Five fifteen on a misty, Saturday morning at the end of July, is quite a pleasant time of day to be up and about.

Through the living room window I can see our ewes and lambs picking out what decent grass there is on our chalk bank at the edge of the North Downs. Looking the other way across the valley I can see the trees poking their heads above the mist.
I’m looking both ways in search of inspiration for this article but nothing much has stirred the grey matter. Selling livestock on the rostrum is a piece of cake compared with this – one gets up on there and it just happens, without having to put any thought into what words come next. The only thing we have to worry about is the trading men taking the mickey out of you if you make a cock up. Not a profession for a sensitive person!

Sensitivity. Now there’s a topic. I gather that some people get really upset by those writers who continually criticise and poke fun at people in high places – Qentin Letts for example just can’t find a good word to say about MPs of any party. Giles Coren finds it almost impossible to experience a decent restaurant anywhere, but I’m quite sure there are a whole raft of readers who find their articles quite amusing.

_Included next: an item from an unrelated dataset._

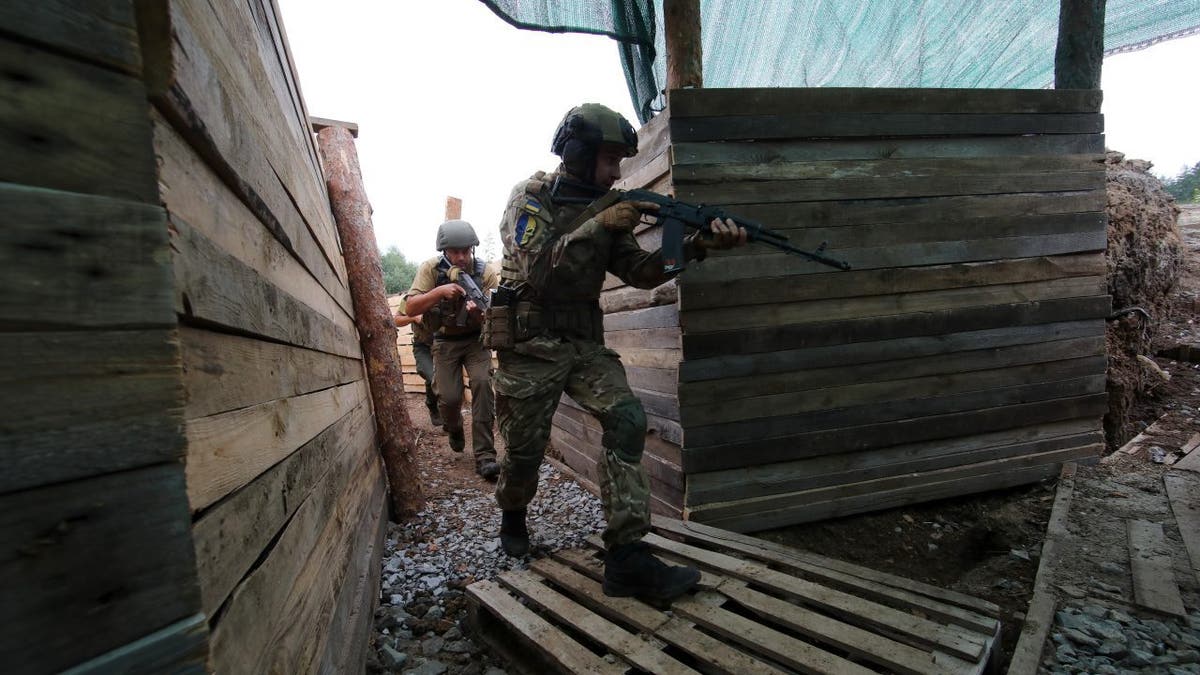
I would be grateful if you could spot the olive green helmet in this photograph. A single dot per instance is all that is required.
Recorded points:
(583, 130)
(456, 234)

On the other hand, there will undoubtedly be the odd person who will turn the pages of The Times, The Telegraph and the Daily Mail with utter trepidation and who may have to seek solace in the Beano, the Dandy or Willy Wonka and the Chocolate Factory.

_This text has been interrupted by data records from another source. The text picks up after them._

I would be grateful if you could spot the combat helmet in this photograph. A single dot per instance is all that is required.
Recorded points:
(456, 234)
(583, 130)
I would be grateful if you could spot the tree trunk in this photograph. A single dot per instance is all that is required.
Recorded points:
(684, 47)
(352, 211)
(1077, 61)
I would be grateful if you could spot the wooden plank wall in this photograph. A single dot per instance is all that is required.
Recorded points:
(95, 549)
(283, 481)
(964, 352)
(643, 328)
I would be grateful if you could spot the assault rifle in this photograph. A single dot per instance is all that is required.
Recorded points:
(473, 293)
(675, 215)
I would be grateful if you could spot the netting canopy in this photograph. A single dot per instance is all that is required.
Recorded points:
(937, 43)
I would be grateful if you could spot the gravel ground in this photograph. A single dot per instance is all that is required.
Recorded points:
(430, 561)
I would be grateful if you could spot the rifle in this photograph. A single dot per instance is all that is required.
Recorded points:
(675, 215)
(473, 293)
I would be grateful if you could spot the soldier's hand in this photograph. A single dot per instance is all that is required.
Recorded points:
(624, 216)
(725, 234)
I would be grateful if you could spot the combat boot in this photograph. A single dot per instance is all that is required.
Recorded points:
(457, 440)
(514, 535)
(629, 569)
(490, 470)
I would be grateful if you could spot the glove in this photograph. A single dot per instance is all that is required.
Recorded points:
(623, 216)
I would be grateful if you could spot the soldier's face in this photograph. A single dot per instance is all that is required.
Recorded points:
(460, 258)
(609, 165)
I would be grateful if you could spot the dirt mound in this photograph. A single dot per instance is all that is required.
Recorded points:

Having just had a look on the shelf where I store items that are meant to give me inspiration, all I can find this morning is a recipe for broad bean, pea and ham pasta, which looks so simple and tasty I fancy myself to cook it.

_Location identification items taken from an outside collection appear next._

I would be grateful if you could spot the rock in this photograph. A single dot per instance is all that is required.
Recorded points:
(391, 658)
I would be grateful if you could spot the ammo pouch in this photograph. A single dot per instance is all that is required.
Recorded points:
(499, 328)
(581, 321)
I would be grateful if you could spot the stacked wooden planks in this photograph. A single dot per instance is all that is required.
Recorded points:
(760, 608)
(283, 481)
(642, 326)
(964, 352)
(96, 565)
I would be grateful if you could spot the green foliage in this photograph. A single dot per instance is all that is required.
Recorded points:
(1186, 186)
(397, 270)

Also, an article in the Times which has informed us that an Iranian cleric has told followers that women who wear immodest clothes and are promiscuous are to blame for earthquakes. This was reported in the Iranian media which unfortunately forgot to remind the individual that in certain cases some couples when engaged in horizontal activities actually felt the earth move! I’m sure it is ill informed individuals who cause all the problems of the world.

Given that some people assume that I should report on agricultural matters on this page at greater length, I would remind the few readers who scan my scribblings that there are already a host of excellent contributors to this magazine who have forgotten more about farming than I have ever experienced.

Nevertheless, I contribute the following: the beef trade is dire, the lamb trade is just about adequate, the pork trade is OK and demand for arable commodities is non existent at any reasonable return for the grower. Oh and I have run a bearing on my Votex topper.


Unfortunately my tool kit consists of a four pound lump hammer and a roll of plasters – any help and advice would be helpful. The good news is that I haven’t seen a dead badger on the roadside for weeks – are they now an endangered species? The Larson trap is still doing its job and some foxes are too fat to run across the field. Management has organised a barbecue this weekend for a few friends. This entails me running around like a blue-arsed fly mowing lawns, putting up a gazebo, securing half a tonne of charcoal while all she does is check the weather forecast every ten minutes. Let’s hope I don’t overcook the meat and she doesn’t make enough salads to feed the village – where is Giles Coren when you need some advice?